私は、世界一情が厚く、世界一暖かい血の流れる人間は前田日明であると思っている。
私と同じ世代の人間が前田に失望し、呆れ、それでも前田を追いかけせざるを得ない理由は前田の果てしない情の幻影を求める事で、あまりにも劇的とは成らない自分たちの人生観を投影しているからでもあると私は思う。
私は前田日明が世界一大嫌いでもあるので、前田の暴力に屈するような人間を軽蔑する。
暴力に屈するようならペン等いらないのだ。
私が同胞として前田を好きなのは、同じ関西圏の同胞でもあるからだ。
幼き頃より孤独と振り向き合った少年なら、周りの人の好意に過剰に感謝し、過剰に感謝することにつけ込む輩を知り、そして警戒の為に心を刺のようにする過程は理解出来る。
港区を歩き、前田の生家らしき場所を偶然通りかかった時に、新日本プロレスという心の故郷を見つけた前田の数奇な半生を頭の中で想い描いた所で、まだ結果の出ていない行く末の答えでしかないのだと思った。

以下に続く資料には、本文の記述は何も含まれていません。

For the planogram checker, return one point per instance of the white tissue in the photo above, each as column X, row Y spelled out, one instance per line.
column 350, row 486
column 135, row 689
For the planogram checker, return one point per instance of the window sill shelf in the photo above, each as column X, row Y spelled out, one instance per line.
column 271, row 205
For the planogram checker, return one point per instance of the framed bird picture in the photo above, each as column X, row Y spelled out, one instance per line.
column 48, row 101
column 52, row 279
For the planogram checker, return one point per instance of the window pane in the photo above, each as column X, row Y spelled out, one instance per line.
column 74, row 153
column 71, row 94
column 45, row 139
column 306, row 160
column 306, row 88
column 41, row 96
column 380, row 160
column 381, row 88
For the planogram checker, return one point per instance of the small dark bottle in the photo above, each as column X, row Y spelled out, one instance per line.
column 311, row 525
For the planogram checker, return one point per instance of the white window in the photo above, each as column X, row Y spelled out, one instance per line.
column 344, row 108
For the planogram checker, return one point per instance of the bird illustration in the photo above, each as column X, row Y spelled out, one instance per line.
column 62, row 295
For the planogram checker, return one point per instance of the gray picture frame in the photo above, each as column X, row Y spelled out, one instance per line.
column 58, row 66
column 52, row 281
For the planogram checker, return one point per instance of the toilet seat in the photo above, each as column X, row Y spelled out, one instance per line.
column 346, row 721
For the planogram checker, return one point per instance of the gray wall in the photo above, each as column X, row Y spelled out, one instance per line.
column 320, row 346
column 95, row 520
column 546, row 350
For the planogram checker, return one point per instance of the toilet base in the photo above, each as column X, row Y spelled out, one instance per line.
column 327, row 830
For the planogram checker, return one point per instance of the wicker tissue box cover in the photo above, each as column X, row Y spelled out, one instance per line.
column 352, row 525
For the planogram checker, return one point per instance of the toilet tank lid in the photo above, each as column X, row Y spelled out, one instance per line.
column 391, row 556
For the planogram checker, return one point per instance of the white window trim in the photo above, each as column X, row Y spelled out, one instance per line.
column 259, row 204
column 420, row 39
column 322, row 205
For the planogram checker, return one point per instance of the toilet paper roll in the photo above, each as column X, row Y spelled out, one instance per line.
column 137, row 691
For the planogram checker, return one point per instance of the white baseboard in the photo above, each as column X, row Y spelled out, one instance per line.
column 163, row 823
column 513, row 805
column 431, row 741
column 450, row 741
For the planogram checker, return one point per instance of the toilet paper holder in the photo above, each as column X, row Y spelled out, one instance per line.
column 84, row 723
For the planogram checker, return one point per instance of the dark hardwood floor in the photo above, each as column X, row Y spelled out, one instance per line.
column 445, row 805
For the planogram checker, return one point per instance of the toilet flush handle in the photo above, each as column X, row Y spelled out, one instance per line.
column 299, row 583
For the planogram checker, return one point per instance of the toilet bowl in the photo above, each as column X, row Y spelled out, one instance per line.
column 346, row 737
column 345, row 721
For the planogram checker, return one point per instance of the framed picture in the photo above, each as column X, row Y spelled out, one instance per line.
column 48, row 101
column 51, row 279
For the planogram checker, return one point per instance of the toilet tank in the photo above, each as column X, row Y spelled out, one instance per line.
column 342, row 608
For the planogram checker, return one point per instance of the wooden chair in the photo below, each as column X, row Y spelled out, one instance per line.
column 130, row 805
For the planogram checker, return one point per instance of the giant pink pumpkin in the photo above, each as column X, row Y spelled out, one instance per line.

前田日明はいつも自分の心の故郷を求め続ける人間である。
前田日明の口癖がある。
「こと…」である。
「こと、リングの上に関して言えば猪木さんは姑息ではなかった」
「こと、佐山さん…」「こと長州さんが…」
自身の人生において対峙した人間たちを何とか認めようとする時の前田の口癖である。
それは前田が新たなる敵と対峙していることを伝える信号としての言葉でもある。
カレリン戦前、とうとう、こういう言葉が出た。
「こと、受け身に関しては新日本プロレスは世界最高のレベルを持っていたから、カレリンに投げられても平気だ」と。
プロレスラーでありながら中途半端に格闘技界の顔役を果たした前田は、またしても自分の属性を探し求め、ヤンキー集団の闘いまで構築してしまった。
しかし前田はヤンキーとは程遠い。
一人で喧嘩してきた孤独な文学青年である。
きっと自身の心の拠り所を求め創り上げたイベントの中で、また、孤独を感じる事であろう。
どんなものを、なにをもとめても、前田の属性は満たされる事は無いのだ。
前田の孤独を満たすための属性は、不良にも、格闘家にも無く、血筋にも無く、「ブロレスラー前田日明」として常に孤独と振り向き合ってきた自身の名前以外には存在しないはずである。
よってどこにも属さない孤独なプロレスラーとしての自身を属性とするしかないのである。
そんな前田の好きな漢詩がある。
「月下独酌」の世界は前田という頑固な性に苦しめられる人間が憧れる桃源郷でもある。
その詩を読めば、前田が、どれだけ暴力と戦争を嫌っている人間であるか、理解出来るはずである。
暴力以外には暴力は絶対にふるわない男なのである。
私は前田日明と出会えたら、多分、鼻血を出して気を失うだろう。
それくらい私が世界で一番憧れる人間であり、そして、世界で一番嫌いな人間でもある。